Dulu mereka berdua terkadang habiskan waktu disini. Sekedar mengobrol sambil menikmati pemandangan senja yang memesona. Sai memeluknya dari belakang, menumpukan kepalanya diatas bahu Ino. Sambil bersenangdung menyanyikan lagu kesukaan, Sai sangat menyukai itu, karena baginya itu sangat nyaman dan menenangkannya.

Kelopak bunga sakura kembali berayun anggun. Membentuk gesekan simfoni merdu saat terlepas dari rantingnya. Angin kembali berhembus menerbangkan kelopak-kelopak bunga menjamah udara. Sesaat semilir angin mempercepat tempo irama hembusannya. Kelopak-kelopak bunga merah jambu tersebut berkumpul─menari riang bersama angin.

Wanita itu tersenyum tipis. Kepalanya bergoyang kecil, mencoba menikmati hiburan di hadapannya. Sudah lebih dari empat tahun ia tak pernah lagi bertemu dengan laki-laki itu. ah... rasanya sangat menyenangkan.

Bibirnya kembali menyunggingkan sebuah senyuman ketika melihat malaikat kecilnya yang sedang bermain-main dengan kupu-kupu. Sepertinya malaikat-malaikat kecilnya itu sudah menemukan teman bermain baru untuk diajak bermain.

“Ma…ma…” lamunan wanita itu pun buyar akibat suara anaknya. Ia menunduk, mensejajarkan tingginya, lalu mengelus-elus kepala anak kecil itu.

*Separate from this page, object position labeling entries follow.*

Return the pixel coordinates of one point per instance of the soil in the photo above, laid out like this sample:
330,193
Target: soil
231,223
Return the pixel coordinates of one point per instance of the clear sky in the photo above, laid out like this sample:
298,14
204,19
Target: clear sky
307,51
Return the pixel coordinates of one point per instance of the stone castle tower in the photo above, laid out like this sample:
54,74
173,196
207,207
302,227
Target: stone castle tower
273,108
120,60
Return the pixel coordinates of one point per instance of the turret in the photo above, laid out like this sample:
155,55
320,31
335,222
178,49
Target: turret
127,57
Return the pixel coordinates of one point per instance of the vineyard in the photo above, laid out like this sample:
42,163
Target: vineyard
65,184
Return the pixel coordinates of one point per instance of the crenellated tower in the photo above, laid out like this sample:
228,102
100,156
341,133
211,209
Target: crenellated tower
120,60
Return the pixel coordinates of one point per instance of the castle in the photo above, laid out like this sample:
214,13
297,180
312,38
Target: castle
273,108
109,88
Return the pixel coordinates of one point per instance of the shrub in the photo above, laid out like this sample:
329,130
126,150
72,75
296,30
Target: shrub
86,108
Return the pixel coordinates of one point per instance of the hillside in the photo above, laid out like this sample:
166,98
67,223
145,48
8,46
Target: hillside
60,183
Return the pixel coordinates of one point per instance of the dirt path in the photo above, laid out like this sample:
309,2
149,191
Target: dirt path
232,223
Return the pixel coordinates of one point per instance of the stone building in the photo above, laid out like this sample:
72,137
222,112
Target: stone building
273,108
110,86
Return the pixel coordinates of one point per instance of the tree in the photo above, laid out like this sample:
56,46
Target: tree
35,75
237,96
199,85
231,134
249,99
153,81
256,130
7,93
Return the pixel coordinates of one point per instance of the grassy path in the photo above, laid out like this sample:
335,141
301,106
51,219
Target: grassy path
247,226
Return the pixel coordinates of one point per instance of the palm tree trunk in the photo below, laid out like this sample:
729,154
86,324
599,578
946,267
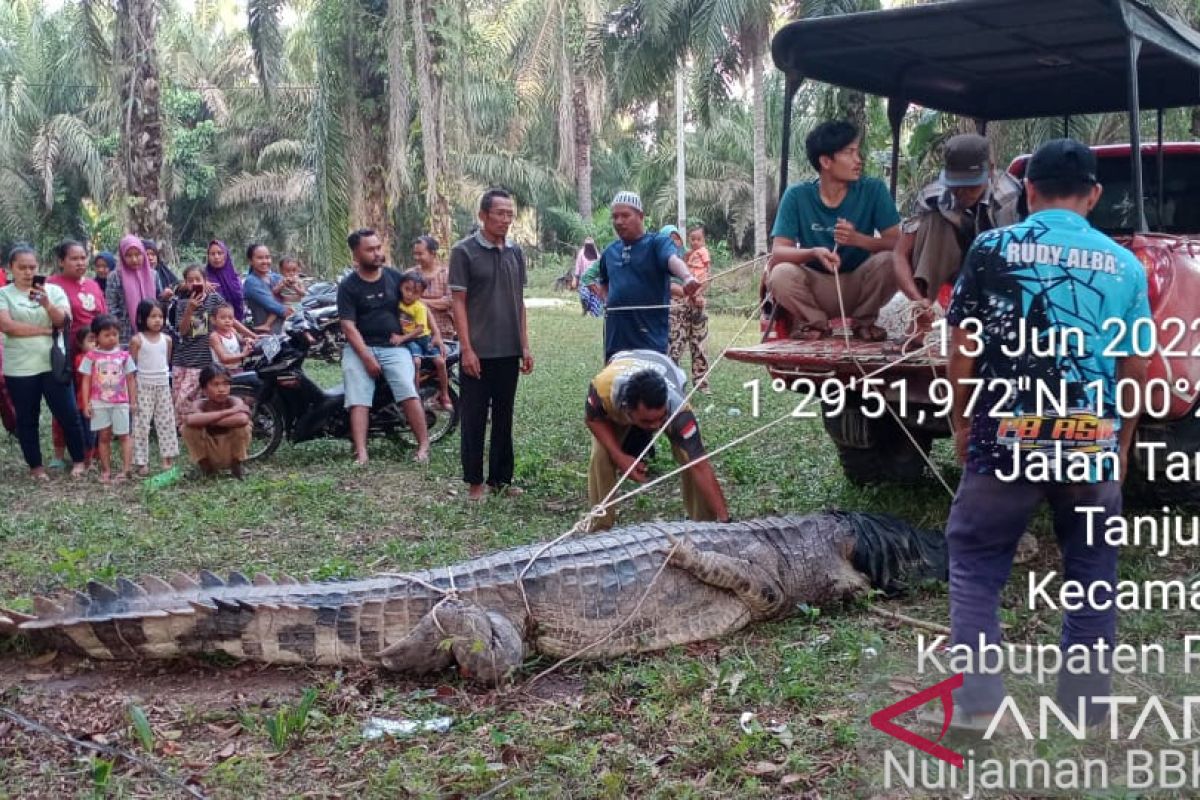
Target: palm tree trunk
367,121
142,130
582,122
681,157
760,150
429,92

“Ada apa sayang? Apa kau lapar, hm?” Tanyanya pada anak gadisnya yang masih berumur dua tahun lebih itu.

Anak itu hanya mengangguk sebagai jawabannya. “Ma... ma..., Liyu juga lapal...” Timpal anak lelakinya yang lain.

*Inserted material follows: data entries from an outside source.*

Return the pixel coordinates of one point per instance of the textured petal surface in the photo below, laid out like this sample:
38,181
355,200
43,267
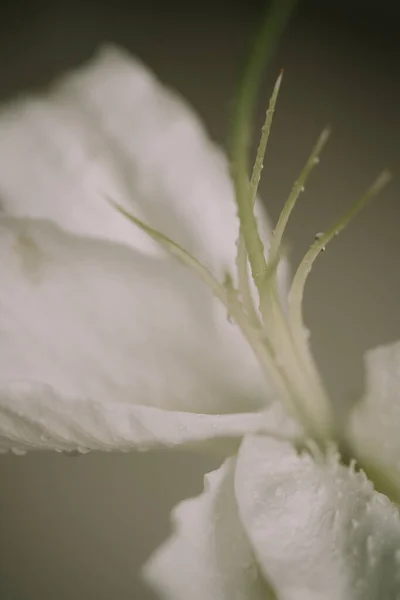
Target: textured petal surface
37,417
208,555
375,425
318,529
111,129
94,321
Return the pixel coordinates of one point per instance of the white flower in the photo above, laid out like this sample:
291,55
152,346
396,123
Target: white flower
108,344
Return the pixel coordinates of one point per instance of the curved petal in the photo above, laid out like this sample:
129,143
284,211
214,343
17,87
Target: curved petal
111,129
35,416
375,423
208,555
94,321
318,529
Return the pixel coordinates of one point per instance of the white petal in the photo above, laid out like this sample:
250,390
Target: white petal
93,321
318,529
375,423
208,555
111,129
35,416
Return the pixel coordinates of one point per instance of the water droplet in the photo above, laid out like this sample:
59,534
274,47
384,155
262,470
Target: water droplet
251,572
371,550
18,451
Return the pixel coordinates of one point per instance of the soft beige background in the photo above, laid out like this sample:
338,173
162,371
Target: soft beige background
79,528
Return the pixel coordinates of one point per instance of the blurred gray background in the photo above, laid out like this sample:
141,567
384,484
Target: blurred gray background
79,528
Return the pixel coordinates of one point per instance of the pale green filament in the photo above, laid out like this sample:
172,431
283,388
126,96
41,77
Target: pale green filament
299,280
241,257
279,341
298,187
262,49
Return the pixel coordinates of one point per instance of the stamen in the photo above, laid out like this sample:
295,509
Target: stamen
241,257
298,187
265,42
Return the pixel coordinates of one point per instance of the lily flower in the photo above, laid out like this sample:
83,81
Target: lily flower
108,343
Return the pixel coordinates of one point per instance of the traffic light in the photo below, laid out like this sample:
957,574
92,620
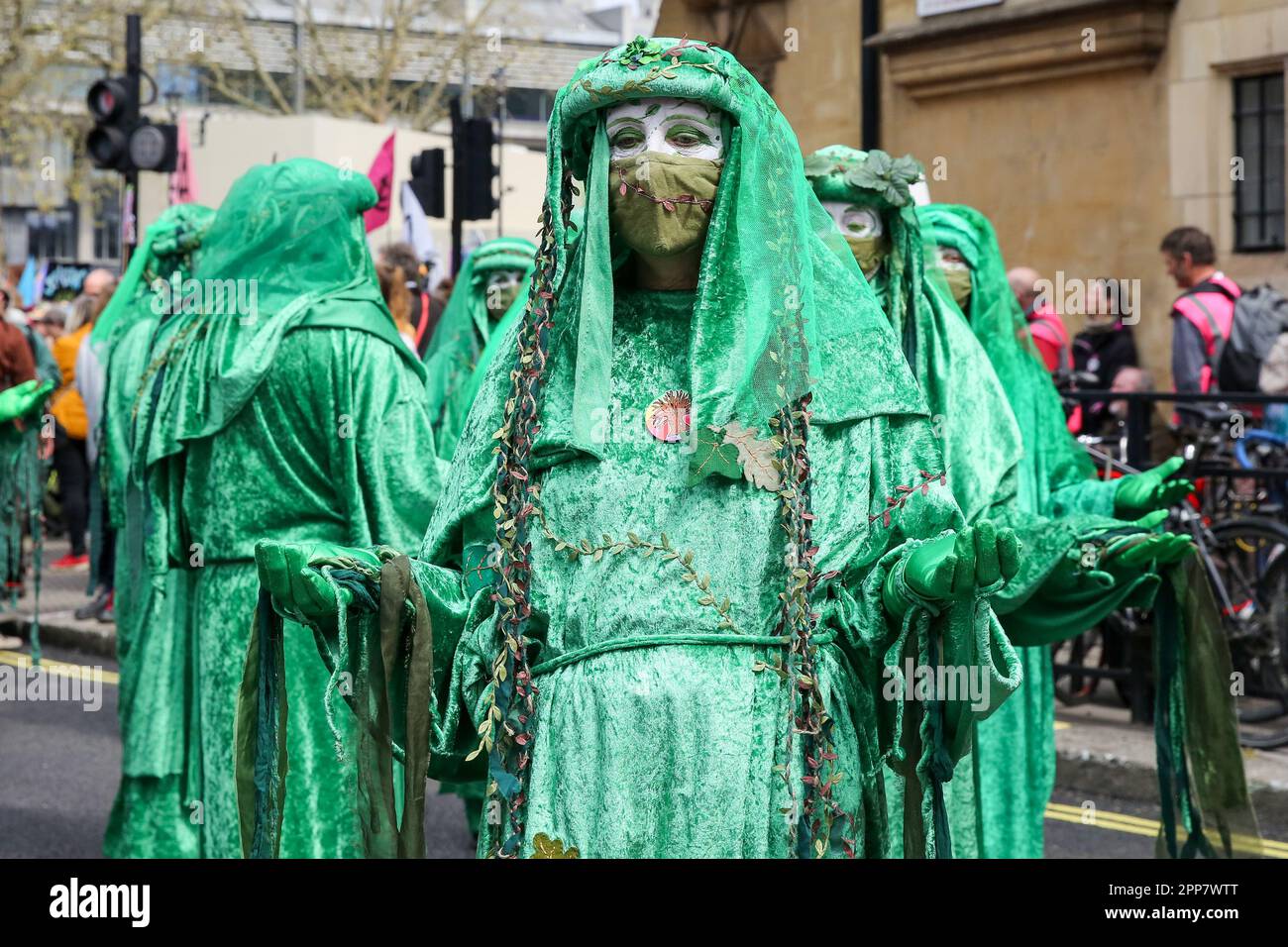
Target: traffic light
426,182
121,140
473,161
116,111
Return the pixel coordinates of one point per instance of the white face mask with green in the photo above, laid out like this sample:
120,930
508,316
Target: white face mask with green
666,157
864,231
956,272
502,286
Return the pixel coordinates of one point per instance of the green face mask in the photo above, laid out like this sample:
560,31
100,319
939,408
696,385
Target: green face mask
958,283
658,204
501,290
870,253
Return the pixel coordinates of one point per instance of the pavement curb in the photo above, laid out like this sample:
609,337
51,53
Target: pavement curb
98,643
1099,774
1127,771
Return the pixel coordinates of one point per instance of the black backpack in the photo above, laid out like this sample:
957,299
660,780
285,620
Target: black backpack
1260,318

Tangan Ino yang lain juga turut mengelus-elus kepala anaknya yang satu lagi.

“Baiklah sayang. Kita pulang. Jadi kalian mau makan apa, hm?” Tanya Ino seraya mengamit lengan kedua putra-putrinya.

“pelmeeeen” jawab anaknya berbarengan.

“eeeeh.... kok permen sayang!” kekeh Ino mendengar jawaban kedua anaknya itu.
~.~

Luka yang selama ini kurasa
Sakit yang mendalam di hati
Kini telah terobati
Biarlah kau bersama dirinya
Dan aku bersama hadiah yang kau beri
Lebih indah dibanding harta yang paling berharga di dunia ini.

FIN.

A/N : hahaha aku gak tahu ini cerita atau apaan. Baru kali ini buat fic dengan model kayak gini. Hehehe... tapi─yah sudahlah. Sudah terlanjur jadi.
Sebenarnya ini fic berdasarkan kisah nyata dari seorang teman. Yah walau sedikit dilebaykan. Hehehe...
Untuk temanku, semoga bisa diterima.